13. In this connection we may refer to the decision of Orissa High Court Oil India Ltd. vs. CIT (1995) 123 CTR (Ori) 46 : (1995) 212 ITR 225 (Ori) : TC 47R.270. The very same question was raised before the Bench comprising of Hon’ble G.B. Patnaik & P.C. Naik, JJ. The Court held as under : “Sec. 44BB is a special provision for computing profits and gains in connection with the business of exploration of mineral oil. Parliament engrafted the aforesaid provision in the IT Act as a measure of simplification providing for determination of income of such taxpayers at ten per cent of the aggregate of certain amount. By virtue of s. 44BB and because of non obstante clause, s. 28 of the Act will have no application. In other words, the value of the perquisite arising from the business will have to be computed as provided in s. 44B(1) when the business is exploration of mineral oil.” The Court, therefore, held that tax liability of non-resident firm which has been undertaken by the Indian firm and has been paid by the Indian firm would be a perquisite arising from the business of oil exploration under , the agreement entered into by the non-resident firm with the Indian firm and would be taxable as such. The computation of the same will have to be made under sub-s. (1) of s. 44BB and, therefore, only ten per cent of the same would be deemed to be the profits of such business chargeable to tax and not the entire sum.

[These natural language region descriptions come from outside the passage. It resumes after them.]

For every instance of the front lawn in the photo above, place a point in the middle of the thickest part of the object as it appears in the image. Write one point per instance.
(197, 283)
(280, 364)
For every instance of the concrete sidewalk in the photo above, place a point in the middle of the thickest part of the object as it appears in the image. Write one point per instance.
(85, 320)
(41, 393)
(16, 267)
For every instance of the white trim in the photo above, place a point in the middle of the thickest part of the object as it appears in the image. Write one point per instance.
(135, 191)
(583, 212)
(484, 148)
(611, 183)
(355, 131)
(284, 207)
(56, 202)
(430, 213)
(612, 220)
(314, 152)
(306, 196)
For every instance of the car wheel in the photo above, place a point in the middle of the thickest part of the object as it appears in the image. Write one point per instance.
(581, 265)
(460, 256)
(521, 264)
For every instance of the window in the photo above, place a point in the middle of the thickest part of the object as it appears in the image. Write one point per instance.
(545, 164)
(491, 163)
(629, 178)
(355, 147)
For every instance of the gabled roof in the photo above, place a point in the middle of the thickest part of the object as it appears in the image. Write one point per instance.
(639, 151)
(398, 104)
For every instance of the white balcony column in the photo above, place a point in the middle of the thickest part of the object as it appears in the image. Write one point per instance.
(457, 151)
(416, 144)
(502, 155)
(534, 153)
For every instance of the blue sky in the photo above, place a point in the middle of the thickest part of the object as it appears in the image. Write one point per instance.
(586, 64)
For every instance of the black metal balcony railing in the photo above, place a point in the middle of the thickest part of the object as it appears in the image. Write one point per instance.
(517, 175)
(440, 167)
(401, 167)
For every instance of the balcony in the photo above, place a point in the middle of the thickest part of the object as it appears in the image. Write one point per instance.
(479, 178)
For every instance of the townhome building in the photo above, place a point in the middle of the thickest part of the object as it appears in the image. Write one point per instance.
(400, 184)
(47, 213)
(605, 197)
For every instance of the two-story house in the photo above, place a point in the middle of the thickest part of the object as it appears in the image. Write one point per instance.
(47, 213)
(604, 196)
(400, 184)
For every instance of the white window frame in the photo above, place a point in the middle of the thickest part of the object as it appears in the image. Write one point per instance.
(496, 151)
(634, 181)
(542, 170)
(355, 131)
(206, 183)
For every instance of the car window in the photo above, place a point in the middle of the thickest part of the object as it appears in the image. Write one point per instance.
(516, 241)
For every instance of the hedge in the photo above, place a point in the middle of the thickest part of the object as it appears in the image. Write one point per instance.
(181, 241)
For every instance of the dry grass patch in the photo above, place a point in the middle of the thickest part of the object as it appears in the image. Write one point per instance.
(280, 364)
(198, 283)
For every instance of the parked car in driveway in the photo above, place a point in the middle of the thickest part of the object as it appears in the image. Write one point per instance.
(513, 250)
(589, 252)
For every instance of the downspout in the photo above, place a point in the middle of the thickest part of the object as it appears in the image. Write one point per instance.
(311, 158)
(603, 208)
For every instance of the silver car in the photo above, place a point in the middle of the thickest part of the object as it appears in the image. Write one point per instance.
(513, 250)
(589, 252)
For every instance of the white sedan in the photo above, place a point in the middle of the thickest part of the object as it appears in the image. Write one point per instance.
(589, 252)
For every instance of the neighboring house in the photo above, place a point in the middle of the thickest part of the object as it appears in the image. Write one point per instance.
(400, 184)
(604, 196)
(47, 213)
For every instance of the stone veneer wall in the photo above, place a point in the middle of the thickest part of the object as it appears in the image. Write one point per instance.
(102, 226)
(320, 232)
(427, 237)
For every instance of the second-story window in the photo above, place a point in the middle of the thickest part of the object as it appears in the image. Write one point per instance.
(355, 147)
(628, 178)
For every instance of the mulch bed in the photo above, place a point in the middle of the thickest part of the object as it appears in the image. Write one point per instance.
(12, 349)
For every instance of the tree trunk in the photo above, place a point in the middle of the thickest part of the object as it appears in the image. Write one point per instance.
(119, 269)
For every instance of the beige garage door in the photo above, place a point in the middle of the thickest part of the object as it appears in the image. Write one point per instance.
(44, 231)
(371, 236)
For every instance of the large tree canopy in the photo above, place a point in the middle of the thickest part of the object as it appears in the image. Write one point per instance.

14. In these circumstances the IT Appeal bearing Nos. 67/2001, 68/2001 and 71/2001 have no merit and are hereby dismissed. IT Ref. Nos. 48/99, 49/99, 50/99, 51/99, 52/99 53/99, 54/99 and 55/99

15. These are applications under s. 256(2) of the IT Act, 1961, seeking a direction from this Court, because by the order dt. 26th May, 1998, the Tribunal, Jaipur Bench, Jaipur, has rejected the application under s. 256(1) for stating the case and referring the following question in each case, stated to be a question of law arising out of the Tribunal’s appellate order for the decision of this Court. “Whether, on the facts and in the circumstances of the case the Hon’ble Tribunal was justified in law in upholding the finding of the learned CIT(A) that only 10 per cent of the income-tax payable by ONGC, on behalf of the CGG is includible in total income of the assessee in total disregard to the fact that amount of income tax payable by ONGC on behalf of the non-resident company is not a receipt within the meaning of s. 44B of the IT Act ?” The same question has been sought to be referred to this Court in each of the aforesaid applications as the same was declined to be referred by the Tribunal under s. 256(1).

16. While considering the appeal filed by the Revenue for later assessment years arising the same questions as discussed above, we have come to the conclusion that the answer to the controversy raised by the Revenue is obvious and is self-evident from the scheme of the Act and reading of the provision itself, therefore, the appeal has been dismissed on hearing both sides.

In that view of the matter, the question need not be referred to this Court for its decision. The Tribunal was justified in rejecting the applications under s. 256(1) for not making a reference to this Court, as a result the reference applications are also rejected.